Weaving A New Cultural Tapestry

Posted by Mr. John R. Killacky, Apr 21, 2016 0 comments

Mr. John R. Killacky

One-third of the children in Burlington and Winooski public schools are students of color, including new Americans who are English language learners. With the demographics in our region shifting so dramatically, government agencies, educational institutions, businesses, and nonprofits are grappling with inadequate cultural competency in trying to serve these myriad populations.

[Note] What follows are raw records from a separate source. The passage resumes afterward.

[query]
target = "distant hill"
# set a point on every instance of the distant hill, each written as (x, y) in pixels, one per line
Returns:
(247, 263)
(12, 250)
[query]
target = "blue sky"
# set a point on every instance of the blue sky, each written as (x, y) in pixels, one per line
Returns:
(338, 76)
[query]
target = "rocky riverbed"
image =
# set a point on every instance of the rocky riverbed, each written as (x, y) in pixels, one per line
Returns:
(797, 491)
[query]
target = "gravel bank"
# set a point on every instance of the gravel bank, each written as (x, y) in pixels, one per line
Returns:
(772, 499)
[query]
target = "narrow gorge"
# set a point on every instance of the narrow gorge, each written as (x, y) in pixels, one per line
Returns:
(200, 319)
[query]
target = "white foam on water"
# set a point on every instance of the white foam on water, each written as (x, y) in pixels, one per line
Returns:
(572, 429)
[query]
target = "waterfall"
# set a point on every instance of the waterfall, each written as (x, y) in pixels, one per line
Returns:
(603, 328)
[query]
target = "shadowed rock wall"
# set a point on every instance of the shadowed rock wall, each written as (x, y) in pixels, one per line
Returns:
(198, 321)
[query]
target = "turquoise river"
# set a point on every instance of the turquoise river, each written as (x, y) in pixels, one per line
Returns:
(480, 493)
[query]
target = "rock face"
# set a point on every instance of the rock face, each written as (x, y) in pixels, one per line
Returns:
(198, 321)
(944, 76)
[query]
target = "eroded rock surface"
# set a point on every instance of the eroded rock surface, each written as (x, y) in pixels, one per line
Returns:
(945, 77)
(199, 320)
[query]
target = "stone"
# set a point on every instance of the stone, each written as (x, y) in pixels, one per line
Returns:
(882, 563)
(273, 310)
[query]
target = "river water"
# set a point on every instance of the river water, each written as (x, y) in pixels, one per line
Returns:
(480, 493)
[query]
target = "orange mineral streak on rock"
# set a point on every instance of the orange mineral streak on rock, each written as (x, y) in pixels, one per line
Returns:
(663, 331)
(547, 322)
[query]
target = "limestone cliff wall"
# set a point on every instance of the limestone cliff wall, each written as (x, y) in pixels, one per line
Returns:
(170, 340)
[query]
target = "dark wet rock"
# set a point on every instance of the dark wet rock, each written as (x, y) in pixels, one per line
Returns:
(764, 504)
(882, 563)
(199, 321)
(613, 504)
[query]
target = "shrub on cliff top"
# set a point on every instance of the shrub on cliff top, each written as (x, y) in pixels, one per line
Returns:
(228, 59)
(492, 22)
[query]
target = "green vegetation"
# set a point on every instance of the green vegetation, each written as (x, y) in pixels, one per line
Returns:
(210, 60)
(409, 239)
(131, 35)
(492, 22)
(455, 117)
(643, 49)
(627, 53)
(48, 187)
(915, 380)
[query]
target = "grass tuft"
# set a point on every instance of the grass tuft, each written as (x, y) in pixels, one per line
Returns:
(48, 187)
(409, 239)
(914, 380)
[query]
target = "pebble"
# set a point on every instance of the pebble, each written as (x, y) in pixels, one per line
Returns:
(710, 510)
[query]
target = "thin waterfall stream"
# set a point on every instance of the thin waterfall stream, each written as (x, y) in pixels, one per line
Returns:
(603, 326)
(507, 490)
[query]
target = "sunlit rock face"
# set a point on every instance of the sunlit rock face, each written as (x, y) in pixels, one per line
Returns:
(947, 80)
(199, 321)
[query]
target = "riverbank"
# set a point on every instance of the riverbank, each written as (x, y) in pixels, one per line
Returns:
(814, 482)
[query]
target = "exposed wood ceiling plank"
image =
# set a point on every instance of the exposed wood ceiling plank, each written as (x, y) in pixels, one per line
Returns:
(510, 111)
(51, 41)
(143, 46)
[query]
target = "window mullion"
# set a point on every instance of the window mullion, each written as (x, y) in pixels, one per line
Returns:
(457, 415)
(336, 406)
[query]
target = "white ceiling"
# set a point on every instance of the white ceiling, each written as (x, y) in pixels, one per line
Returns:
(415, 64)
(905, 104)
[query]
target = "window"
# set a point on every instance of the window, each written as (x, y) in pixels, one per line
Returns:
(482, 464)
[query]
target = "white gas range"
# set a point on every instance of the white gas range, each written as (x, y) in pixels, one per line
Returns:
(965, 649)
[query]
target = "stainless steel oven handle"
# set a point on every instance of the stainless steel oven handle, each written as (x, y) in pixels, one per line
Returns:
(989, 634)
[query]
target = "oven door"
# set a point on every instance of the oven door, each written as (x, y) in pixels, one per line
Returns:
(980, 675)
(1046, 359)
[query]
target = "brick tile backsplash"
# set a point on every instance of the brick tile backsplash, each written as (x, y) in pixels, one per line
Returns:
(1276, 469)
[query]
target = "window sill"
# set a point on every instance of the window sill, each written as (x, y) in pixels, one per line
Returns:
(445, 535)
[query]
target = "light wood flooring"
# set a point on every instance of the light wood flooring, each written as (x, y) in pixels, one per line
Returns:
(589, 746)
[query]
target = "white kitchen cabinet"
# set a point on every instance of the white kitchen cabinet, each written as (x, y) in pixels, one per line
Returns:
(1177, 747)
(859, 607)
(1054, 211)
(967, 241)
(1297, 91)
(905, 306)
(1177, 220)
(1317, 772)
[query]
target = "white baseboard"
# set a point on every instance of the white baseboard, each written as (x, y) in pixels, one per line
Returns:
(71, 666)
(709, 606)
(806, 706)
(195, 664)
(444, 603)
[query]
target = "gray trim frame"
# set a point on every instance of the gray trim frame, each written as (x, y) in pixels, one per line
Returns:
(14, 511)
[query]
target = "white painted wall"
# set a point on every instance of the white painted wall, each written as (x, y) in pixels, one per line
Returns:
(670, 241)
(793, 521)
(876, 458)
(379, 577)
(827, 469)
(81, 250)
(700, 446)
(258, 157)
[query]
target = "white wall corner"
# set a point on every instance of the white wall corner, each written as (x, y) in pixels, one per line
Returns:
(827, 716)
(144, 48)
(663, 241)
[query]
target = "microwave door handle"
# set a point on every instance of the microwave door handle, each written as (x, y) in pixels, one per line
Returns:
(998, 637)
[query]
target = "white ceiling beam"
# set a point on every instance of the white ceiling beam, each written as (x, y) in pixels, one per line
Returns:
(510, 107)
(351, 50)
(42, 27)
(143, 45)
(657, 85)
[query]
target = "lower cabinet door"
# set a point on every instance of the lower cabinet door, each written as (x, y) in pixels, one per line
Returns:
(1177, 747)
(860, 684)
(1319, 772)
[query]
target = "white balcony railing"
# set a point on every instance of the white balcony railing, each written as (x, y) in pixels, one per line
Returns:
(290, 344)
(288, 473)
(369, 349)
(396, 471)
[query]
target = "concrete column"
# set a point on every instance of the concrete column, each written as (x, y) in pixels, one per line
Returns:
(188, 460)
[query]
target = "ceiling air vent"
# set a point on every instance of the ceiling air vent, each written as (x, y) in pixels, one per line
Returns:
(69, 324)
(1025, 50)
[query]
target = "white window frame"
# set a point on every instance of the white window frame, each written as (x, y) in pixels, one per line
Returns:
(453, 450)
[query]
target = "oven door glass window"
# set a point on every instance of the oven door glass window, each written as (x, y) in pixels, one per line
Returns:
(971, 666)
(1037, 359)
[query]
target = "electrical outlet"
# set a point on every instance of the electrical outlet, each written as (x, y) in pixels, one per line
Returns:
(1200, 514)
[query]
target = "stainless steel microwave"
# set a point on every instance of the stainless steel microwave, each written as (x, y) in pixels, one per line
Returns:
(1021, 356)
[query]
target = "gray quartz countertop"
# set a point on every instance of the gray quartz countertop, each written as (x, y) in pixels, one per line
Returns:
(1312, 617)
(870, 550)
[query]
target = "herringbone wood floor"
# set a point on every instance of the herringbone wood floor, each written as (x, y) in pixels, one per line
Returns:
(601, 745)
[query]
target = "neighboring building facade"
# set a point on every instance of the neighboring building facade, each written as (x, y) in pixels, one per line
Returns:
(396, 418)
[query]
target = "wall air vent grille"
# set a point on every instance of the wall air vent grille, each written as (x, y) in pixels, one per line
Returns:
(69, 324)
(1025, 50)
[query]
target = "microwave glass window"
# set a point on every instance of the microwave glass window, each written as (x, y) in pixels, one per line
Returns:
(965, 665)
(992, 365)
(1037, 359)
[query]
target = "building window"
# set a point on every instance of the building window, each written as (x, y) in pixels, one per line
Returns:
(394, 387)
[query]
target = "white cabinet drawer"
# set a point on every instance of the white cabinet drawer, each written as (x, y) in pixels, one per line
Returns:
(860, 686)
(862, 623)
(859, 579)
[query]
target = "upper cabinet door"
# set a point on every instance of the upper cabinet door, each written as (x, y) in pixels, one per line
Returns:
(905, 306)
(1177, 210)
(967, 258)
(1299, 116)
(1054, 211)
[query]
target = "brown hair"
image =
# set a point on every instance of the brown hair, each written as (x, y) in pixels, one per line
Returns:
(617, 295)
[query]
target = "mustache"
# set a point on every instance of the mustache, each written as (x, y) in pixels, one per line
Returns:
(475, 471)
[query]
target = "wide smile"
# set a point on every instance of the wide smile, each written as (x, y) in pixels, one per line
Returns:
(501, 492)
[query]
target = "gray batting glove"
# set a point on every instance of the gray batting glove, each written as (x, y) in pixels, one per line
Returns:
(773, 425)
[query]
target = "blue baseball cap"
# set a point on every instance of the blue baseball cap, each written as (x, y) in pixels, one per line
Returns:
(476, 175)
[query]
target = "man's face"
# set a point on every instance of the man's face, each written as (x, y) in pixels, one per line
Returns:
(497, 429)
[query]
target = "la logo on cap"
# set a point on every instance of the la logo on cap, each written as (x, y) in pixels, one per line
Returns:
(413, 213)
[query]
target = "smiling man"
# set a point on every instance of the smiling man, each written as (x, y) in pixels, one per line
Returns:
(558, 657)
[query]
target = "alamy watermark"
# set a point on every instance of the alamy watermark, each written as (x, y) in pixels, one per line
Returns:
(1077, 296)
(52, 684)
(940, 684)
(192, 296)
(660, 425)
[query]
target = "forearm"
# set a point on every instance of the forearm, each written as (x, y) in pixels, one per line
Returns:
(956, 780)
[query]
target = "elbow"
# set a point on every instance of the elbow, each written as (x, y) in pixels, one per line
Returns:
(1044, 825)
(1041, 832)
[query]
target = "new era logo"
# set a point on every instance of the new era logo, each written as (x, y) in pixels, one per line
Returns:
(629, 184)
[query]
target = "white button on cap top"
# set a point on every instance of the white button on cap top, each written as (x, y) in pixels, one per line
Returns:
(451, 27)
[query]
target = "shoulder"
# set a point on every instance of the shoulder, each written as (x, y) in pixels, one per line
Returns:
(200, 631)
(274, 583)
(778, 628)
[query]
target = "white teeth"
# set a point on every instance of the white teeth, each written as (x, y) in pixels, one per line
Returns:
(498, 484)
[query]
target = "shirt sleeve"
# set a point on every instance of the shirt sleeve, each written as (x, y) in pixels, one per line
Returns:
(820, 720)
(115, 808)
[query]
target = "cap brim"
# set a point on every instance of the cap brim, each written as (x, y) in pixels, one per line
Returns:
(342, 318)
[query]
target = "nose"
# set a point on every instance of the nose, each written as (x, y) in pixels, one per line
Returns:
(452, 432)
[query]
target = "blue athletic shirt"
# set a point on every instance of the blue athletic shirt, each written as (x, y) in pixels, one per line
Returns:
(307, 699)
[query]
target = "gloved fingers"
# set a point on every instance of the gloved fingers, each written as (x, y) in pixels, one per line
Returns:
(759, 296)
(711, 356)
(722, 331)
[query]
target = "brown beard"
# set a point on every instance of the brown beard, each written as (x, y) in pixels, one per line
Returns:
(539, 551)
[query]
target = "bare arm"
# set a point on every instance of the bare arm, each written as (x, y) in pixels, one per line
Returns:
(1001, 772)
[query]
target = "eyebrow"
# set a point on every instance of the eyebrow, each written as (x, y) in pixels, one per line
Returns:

Yesterday, the Flynn Center, along with Burlington City Arts, the Vermont Arts Council, and the Vermont Community Foundation, hosted a forum in Burlington called New Community Visions with Americans for the Arts. The initiative’s goal was to explore the role that the arts play in pursuing a healthy, vibrant, and cohesive community, and how individuals, arts institutions, and support organizations can help achieve that.

Participants from seven states discussed ways to harness the transformative power of the arts. This was one of eight meetings across the country that Americans for the Arts is convening. I’m glad Vermonters' perspectives are part of the national dialogue, as we have much to contribute to and learn from other regions.

The arts have a long history of bringing people together—increasing understandings across disparate and historically unequal groups, and supporting the agency of underrepresented individuals to create, maintain, and share their own stories. Our community’s continued resiliency depends on the melding of all new traditions among us. This can only make our rich cultural tapestry even bolder.

Burlington Mayor Miro Weinberger kicks off New Community Vision Initiative gathering Advocates for the arts know that artistic endeavors alone won’t resolve the biases and privileges that drive inequality. But we also know the arts can be instrumental in developing the empathy necessary to understand and truly listen across our differences. Through the arts, we get to know ourselves, and others, most profoundly.

Artists and arts organizations are an important resource in the path to building stronger connections. Opportunities for more even-footed conversations between groups lead to insight and a shared sense of community. Inclusion of multicultural voices becomes an asset that differentiates, galvanizes, and revitalizes neighborhoods.

All across Vermont, evidence abounds of the catalytic effect of the arts. In Burlington alone, consider the civic, socio-economic, and soul-nurturing impact of the Vermont Young Playwrights Festival, South End Art Hop, Discover Jazz Festival, and many other events that bring thousands of people together. Connections are made and boundaries are blurred in ways that would not happen without this deep engagement in and celebration of the arts.